The three Charlie Chan films in which Moore featured were among the best in the series. Charlie Chan at the Olympics (1937) neatly integrated footage of the real Berlin Olympics into the film, in which Moore played the girlfriend of a test pilot involved with a new remote- controlled plane to be used in warfare and coveted by spies. In Charlie Chan in Reno (1939) she was a socialite, seeking a divorce in Reno, who becomes the chief suspect when the rival for her husband's affections is murdered. Moore had the top-billed female role in Charlie Chan at Treasure Island (1939), appearing in a Cleopatra-style wig as exotic mind-reader Eve Cairo. At the film's climax, Eve helps Chan stage a mind-reading act that forces the killer's hand.

The actress had two more of her finest roles in 1939. In Allan Dwan's lively musical version of The Three Musketeers she was a vivacious Lady Constance, who in this version survives rather than perishing at the hands of the wicked Lady de Winter as in the original novel. In John Ford's splendid piece of Americana, Young Mr Lincoln, Moore was a touching Ann Rutledge, sharing a tender scene with Lincoln (Henry Fonda) as in a long tracking shot they walk along the riverside and discuss their future. The scene ends with a dissolve to the same spot in bleak winter with Lincoln at Ann's graveside deciding to follow her advice to study law.

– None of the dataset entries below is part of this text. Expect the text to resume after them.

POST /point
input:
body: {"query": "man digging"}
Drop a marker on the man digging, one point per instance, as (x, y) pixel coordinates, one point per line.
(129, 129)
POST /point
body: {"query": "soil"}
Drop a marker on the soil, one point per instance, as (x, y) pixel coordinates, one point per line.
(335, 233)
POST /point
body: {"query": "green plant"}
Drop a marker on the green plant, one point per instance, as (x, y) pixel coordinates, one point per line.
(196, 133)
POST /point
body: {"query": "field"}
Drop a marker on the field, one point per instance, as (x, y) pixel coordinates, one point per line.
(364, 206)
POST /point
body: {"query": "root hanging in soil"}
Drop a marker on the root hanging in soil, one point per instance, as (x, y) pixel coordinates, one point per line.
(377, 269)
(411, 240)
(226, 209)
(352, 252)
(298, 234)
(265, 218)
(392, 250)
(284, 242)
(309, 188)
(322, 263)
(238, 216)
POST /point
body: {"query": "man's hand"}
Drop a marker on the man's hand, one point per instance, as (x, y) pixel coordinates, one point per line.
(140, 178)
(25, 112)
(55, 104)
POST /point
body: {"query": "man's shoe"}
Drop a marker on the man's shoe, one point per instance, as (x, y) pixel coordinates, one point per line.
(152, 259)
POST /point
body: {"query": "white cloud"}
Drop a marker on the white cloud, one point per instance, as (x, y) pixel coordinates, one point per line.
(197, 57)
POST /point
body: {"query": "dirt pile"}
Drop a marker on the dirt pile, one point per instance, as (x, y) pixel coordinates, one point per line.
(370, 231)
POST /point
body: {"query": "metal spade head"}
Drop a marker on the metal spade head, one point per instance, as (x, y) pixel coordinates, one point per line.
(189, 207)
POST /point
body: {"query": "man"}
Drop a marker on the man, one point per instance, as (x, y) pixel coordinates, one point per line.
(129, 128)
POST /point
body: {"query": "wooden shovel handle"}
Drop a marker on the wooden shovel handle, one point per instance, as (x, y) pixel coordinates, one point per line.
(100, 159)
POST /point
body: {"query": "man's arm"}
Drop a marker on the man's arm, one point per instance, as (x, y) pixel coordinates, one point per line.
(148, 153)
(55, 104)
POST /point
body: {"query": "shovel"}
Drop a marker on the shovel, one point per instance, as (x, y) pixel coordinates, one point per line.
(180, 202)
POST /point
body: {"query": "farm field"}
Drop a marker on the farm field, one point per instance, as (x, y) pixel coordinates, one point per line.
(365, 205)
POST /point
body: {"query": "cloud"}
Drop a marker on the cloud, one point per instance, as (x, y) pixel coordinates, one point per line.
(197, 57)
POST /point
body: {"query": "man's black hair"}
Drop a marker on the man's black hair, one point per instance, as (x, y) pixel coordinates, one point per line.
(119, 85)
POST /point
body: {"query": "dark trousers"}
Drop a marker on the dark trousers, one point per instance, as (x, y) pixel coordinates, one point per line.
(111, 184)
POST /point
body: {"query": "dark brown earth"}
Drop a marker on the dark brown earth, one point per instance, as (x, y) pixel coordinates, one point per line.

Moore later confessed that she thought this film would be her major break until she discovered the brevity of her role. "I thought I'd have conversations with Mr Ford," she said. "He came up to me one day and asked, 'Do you know your lines?' Another time he said I should take off my lipstick. That was it." When Fox let her go, Moore moved to Republic, where she was leading lady to the popular western star Roy Rogers in five of his films, including Days of Jesse James (1939), Colorado and Young Buffalo Bill (both 1940). She was also featured in the Republic serial King of the Texas Rangers (1941), which starred the All-American football champion "Slingin' Sammy" Baugh.

In 1941 Moore left Hollywood to raise her three children in Santa Monica, returning to acting in 1956 with occasional television appearances in such shows as Studio 57, Death Valley Days and Four-Star Playhouse. Machamer died in 1960 and two years later the deeply religious Moore married a minister, Dodd Watkins. In 1936 Moore had published a book of poetry, and later became noted for her devotional poems, short stories and plays. She frequently lectured before church and social groups and performed Christian-themed monologues. Her second husband died in 1972.

In 1990, when some of her work was shown at the Memphis Film Festival, Moore commented on her career. "I was the girl who was always being discovered by the press. 'Watch this girl!', a reviewer would say, and then forget to. The trouble was, if you were any good at all doing B movies, then the more B movies you did."